The watchdog's report, released today, finds "the Welsh Baccalaureate offers many benefits to students." These include a broader range of topics that are offered on the curriculum. However, "the standards achieved vary a good deal between students and between schools", reflecting how different schools approach and teach the qualification.
The Baccalaureate was introduced in September 2007, as a qualification for 14-to-19-year-olds here, designed to give "broader experiences than traditional learning programmes." Pupils are taught subjects such as Europe and the World and Personal and Social Education, which aim to prepare them for life after education.

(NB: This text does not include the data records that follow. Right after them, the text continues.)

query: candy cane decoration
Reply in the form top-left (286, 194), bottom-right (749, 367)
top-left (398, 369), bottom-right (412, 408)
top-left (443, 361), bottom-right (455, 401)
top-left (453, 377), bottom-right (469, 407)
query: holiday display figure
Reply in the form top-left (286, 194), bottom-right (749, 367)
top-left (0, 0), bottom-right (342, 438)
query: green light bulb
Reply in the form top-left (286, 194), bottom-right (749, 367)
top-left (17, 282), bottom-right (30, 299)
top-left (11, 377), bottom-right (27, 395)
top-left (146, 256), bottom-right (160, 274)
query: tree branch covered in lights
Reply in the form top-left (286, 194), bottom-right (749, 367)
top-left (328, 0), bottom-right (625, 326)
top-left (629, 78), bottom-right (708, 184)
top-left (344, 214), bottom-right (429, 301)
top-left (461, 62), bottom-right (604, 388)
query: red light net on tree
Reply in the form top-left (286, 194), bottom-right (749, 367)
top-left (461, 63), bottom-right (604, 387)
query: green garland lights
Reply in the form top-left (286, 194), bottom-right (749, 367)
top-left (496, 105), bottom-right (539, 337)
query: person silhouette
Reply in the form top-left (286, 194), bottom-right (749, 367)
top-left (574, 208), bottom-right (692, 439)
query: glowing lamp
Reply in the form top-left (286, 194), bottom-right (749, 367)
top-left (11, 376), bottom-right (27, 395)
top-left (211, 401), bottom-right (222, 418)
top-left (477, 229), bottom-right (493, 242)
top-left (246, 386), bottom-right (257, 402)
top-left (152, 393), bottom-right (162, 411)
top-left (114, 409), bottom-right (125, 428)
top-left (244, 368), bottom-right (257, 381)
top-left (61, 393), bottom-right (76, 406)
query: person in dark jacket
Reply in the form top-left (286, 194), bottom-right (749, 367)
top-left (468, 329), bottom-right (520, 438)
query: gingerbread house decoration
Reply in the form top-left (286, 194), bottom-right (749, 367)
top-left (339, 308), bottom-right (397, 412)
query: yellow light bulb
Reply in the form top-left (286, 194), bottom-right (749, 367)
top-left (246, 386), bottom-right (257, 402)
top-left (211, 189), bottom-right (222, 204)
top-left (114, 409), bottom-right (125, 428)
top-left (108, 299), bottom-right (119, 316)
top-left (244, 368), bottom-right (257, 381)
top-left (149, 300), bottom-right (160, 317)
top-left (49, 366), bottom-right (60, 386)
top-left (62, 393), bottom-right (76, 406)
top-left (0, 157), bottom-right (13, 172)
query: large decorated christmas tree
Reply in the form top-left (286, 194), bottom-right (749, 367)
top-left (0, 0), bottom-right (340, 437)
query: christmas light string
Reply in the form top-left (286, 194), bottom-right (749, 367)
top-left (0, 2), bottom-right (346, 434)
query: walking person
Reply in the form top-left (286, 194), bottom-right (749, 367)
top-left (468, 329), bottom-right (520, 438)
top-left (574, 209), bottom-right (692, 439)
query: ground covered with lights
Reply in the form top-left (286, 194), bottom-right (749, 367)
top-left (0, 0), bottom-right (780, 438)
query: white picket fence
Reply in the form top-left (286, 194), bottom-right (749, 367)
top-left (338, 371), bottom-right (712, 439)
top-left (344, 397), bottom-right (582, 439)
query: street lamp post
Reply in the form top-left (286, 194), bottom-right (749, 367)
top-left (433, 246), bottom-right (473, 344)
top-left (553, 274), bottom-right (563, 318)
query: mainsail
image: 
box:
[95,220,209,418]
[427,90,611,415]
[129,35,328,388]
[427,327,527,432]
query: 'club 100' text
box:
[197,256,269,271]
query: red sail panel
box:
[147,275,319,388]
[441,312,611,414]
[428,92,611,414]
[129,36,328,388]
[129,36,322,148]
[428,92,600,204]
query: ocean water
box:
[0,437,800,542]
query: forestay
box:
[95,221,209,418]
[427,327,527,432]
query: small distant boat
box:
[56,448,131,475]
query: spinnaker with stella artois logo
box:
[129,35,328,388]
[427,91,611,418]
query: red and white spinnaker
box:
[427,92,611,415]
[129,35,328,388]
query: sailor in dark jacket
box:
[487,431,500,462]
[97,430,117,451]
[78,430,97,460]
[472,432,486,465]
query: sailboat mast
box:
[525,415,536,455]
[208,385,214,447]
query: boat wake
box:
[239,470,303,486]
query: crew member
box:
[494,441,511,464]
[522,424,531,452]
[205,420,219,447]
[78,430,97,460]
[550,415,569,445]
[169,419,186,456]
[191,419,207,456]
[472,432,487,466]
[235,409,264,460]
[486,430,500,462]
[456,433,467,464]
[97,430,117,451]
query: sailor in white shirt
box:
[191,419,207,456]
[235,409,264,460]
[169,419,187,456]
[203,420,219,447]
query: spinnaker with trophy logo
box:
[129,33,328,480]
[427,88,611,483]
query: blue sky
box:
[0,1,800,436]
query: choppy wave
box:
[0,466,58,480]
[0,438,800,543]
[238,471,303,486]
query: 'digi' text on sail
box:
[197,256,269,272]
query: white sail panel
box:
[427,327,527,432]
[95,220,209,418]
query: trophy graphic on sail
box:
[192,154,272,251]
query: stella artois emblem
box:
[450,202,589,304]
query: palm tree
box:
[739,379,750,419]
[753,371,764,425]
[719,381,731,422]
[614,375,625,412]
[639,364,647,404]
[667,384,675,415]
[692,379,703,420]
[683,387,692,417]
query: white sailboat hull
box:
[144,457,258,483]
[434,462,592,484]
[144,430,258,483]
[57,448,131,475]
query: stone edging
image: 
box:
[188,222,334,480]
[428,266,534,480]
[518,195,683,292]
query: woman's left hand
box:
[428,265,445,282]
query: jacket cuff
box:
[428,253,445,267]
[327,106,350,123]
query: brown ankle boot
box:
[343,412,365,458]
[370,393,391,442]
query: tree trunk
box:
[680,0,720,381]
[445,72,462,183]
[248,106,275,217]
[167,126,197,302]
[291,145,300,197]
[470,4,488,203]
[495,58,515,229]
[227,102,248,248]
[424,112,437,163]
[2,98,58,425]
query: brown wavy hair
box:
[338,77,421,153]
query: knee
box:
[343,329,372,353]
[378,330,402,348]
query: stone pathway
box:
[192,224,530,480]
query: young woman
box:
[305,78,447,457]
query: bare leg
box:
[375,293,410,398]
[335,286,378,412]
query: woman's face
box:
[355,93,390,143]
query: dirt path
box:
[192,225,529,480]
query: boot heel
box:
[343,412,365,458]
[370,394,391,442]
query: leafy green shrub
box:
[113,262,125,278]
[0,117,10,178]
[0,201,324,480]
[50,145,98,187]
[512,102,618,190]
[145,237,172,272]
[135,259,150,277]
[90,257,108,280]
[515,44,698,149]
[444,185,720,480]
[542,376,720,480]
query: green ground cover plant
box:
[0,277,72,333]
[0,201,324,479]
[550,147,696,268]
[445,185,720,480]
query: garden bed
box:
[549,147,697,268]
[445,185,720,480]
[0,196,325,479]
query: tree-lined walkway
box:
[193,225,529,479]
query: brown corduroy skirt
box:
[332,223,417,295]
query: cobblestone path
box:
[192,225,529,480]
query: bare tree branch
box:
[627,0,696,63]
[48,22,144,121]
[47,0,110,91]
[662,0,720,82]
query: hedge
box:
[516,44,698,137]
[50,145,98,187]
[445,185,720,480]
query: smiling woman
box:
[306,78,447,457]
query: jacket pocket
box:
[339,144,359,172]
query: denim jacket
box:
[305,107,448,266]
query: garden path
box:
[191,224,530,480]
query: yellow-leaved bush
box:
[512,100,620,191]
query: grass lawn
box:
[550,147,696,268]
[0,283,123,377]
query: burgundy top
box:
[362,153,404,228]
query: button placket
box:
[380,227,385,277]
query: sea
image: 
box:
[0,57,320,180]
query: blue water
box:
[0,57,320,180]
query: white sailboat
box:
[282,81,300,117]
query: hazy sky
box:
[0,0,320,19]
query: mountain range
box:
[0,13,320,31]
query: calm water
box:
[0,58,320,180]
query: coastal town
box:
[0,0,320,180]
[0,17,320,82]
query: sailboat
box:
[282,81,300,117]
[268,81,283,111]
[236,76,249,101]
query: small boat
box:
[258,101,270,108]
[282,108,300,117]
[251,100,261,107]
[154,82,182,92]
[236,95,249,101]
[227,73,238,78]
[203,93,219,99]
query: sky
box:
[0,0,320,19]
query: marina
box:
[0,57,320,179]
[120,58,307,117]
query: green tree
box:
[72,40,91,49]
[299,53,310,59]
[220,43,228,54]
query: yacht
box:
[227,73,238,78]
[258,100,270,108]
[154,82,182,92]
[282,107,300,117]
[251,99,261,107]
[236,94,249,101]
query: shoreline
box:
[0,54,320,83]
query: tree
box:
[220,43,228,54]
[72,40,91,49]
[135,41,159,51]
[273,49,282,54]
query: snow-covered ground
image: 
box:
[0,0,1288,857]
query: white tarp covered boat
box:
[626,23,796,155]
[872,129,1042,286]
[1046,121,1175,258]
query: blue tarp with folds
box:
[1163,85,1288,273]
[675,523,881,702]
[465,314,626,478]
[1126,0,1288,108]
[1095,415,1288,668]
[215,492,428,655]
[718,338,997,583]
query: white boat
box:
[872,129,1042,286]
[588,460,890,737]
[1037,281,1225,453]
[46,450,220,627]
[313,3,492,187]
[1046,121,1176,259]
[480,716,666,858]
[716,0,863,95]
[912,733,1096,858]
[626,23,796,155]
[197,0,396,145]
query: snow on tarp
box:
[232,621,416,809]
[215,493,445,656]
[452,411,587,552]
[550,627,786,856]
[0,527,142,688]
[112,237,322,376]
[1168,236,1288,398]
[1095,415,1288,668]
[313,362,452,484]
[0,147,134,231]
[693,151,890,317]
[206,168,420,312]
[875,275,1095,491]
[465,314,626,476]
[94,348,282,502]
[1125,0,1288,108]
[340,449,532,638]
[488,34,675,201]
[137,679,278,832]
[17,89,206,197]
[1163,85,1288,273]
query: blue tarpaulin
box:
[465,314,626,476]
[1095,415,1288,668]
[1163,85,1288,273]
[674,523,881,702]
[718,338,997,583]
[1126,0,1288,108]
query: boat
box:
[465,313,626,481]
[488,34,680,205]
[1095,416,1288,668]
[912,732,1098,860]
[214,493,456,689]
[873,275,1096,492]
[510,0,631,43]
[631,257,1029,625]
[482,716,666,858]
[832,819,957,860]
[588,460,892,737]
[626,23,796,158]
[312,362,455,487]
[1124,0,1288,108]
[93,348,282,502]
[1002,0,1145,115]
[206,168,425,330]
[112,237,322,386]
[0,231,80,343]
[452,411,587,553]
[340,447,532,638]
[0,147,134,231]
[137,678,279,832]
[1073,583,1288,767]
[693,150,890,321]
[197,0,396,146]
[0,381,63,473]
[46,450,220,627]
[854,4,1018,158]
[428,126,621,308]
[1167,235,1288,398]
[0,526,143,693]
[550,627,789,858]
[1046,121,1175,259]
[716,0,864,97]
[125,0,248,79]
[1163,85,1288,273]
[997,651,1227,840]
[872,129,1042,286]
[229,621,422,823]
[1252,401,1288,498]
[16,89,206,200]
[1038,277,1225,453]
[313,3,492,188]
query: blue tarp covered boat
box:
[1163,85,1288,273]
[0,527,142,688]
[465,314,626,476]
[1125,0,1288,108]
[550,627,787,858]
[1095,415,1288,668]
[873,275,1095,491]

The numbers taking the Welsh Bac across the country have grown rapidly from 1,329 in 2007 to 8,323 in 2011. Last January, the Welsh Government announced that it would be rolled out to many more schools and colleges.
Estyn highlights a great deal of paperwork that needs to be completed by both teachers and pupils doing the qualification. It also says evaluation procedures need to be improved, with senior school staff unaware of the progress of students, and students themselves having "too little input."
The watchdog makes a number of recommendations:
- The Welsh Government should consider reviewing the qualification's structure, to focus on eliminating weakness in it
- The awarding body, the WJEC, should provide further guidance and support to schools, particularly in delivering and assessing essential skills
- Secondary schools should monitor how they deliver and assess essential skills so they are not too bureaucratic
- Secondary schools should evaluate the quality of teaching, and use students' feedback to improve the provision of the Welsh Baccalaureate
The Welsh Government says it welcomes the report, which it commissioned to inform the way the Welsh Bac develops in the future.